While I think the art contest promoters and attendees are also being giant horse's asses and doing something stupid, they do have an understandable motivation: anger towards a group (or at least a representative of that group) that has killed thousands of their fellow citizens (9/11), murdered innocents simply because they belonged to a different religion, beheaded or burned to death people from other cultures or religions simply because they are from those other groups, willfully destroyed cultural icons, openly cheered the deaths of anyone from outside their religion, shown zero tolerance for other religions, teach their children to become suicide bombers, treat their women like sub-human chattel, openly call for the destruction of all Jews, and then claim to be cultured and the religion of peace.

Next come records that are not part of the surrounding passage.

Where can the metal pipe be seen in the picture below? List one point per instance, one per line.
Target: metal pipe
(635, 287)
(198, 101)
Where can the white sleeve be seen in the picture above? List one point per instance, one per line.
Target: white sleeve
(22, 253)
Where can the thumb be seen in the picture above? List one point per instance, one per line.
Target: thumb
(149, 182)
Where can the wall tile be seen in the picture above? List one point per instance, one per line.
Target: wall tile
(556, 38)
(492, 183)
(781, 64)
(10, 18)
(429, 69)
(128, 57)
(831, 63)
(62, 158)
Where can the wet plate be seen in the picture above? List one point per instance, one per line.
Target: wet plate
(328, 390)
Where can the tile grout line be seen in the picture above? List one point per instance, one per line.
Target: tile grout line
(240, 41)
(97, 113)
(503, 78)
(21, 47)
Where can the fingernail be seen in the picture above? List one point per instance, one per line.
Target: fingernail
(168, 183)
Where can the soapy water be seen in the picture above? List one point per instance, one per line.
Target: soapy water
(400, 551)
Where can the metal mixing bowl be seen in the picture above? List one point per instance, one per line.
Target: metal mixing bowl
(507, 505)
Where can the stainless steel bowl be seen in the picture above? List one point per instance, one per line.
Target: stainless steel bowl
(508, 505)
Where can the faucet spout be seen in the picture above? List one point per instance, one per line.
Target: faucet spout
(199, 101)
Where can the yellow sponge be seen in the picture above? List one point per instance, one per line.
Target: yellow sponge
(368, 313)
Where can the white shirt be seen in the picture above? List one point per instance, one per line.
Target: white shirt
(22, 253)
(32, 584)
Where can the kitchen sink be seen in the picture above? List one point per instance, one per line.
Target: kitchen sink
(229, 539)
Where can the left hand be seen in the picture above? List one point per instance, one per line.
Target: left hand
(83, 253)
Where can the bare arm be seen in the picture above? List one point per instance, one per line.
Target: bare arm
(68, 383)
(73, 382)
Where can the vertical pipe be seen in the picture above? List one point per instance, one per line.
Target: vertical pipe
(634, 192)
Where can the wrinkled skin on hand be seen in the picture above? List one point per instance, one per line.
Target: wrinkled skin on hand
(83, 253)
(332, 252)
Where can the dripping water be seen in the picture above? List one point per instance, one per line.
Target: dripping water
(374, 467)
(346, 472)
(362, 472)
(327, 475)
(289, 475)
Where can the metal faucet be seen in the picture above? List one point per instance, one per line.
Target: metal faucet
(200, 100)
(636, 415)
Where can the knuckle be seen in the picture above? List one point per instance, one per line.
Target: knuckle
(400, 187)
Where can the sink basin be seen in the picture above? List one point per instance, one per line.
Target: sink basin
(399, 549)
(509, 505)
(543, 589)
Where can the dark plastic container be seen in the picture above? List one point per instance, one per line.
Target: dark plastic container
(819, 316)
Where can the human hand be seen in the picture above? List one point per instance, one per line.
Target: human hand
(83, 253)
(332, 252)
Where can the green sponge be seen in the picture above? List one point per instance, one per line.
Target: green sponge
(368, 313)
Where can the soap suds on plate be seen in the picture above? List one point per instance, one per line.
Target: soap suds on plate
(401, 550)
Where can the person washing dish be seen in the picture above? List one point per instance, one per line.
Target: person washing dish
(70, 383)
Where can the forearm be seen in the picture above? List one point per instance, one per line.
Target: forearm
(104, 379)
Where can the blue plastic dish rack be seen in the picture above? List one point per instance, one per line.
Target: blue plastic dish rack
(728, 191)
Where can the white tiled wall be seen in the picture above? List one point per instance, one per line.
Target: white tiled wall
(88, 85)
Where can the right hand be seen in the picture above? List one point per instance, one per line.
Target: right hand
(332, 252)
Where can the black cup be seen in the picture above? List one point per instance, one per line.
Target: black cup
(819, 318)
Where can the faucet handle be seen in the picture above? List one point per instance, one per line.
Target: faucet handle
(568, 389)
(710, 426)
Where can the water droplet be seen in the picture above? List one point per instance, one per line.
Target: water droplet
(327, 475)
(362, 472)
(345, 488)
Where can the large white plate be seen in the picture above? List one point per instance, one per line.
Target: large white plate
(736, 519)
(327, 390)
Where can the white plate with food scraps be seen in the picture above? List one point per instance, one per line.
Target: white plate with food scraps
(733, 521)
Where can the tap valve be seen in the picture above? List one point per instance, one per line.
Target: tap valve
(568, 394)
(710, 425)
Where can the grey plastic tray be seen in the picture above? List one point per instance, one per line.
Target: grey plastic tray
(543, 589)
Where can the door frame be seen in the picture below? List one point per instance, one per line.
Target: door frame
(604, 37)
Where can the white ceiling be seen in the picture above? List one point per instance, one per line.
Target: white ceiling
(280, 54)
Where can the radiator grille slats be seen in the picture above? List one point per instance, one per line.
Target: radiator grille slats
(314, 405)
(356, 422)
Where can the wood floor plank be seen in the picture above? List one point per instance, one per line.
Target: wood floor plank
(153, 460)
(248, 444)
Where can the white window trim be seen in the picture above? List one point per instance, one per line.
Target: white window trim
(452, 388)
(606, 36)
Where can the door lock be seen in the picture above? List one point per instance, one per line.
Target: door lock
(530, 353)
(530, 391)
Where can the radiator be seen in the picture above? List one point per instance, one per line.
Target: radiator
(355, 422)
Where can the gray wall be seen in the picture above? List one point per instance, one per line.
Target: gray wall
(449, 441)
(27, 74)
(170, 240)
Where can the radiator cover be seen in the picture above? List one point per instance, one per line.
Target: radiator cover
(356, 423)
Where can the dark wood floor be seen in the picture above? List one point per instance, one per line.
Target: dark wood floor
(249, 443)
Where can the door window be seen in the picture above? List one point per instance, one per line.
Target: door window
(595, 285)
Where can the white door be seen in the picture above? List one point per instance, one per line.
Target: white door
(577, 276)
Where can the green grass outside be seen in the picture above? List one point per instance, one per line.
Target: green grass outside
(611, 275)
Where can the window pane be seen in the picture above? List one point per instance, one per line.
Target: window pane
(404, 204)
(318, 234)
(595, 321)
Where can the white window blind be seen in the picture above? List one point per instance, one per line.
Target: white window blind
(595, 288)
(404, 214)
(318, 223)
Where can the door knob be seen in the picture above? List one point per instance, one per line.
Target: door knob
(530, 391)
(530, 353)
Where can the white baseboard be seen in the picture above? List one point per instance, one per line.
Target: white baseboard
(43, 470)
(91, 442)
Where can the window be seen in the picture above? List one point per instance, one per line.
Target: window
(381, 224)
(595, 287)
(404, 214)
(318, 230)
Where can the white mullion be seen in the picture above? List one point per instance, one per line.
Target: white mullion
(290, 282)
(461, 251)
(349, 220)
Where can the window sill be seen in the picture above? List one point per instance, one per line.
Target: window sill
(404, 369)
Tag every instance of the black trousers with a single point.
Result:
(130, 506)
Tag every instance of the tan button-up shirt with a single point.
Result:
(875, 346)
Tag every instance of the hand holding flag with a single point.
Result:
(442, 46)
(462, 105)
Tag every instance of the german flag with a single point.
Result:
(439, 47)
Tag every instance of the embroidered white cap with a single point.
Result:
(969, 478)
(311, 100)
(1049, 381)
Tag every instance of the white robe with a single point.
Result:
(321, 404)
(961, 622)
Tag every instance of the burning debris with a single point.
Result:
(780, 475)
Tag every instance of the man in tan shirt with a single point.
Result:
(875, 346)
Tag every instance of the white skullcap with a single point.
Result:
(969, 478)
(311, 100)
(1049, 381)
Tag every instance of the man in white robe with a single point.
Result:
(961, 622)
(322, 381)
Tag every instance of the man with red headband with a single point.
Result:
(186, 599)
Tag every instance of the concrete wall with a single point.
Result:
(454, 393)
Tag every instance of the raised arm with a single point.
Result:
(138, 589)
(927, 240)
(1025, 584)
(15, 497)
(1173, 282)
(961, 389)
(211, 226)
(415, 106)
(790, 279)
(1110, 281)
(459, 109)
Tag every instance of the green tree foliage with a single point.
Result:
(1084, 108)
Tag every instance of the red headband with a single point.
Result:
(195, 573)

Are all Muslims that way? Of course not, but those are the ones making the headlines, cheering in the streets when those things happen, going on TV to rant about wiping Israel or the Great Satan off the planet, or supporting those actions, and there aren't nearly enough of the others standing up to condemn those things. Is the mosque they're protesting guilty of any of those things? Probably not, but they represent Islam and the art contest promoters and attendees view them as representative of their religion and its violent members. There's genuine anger and disgust towards Islam by a lot of people around the world, and for good reason, though it's certainly not fair to paint all Muslims with the same broad brush. I agree that they shouldn't insult the people of this mosque, disparage what's sacred to them, act like jackasses, or try to incite violence, but the anger and animosity and desire to lash out at them is very understandable.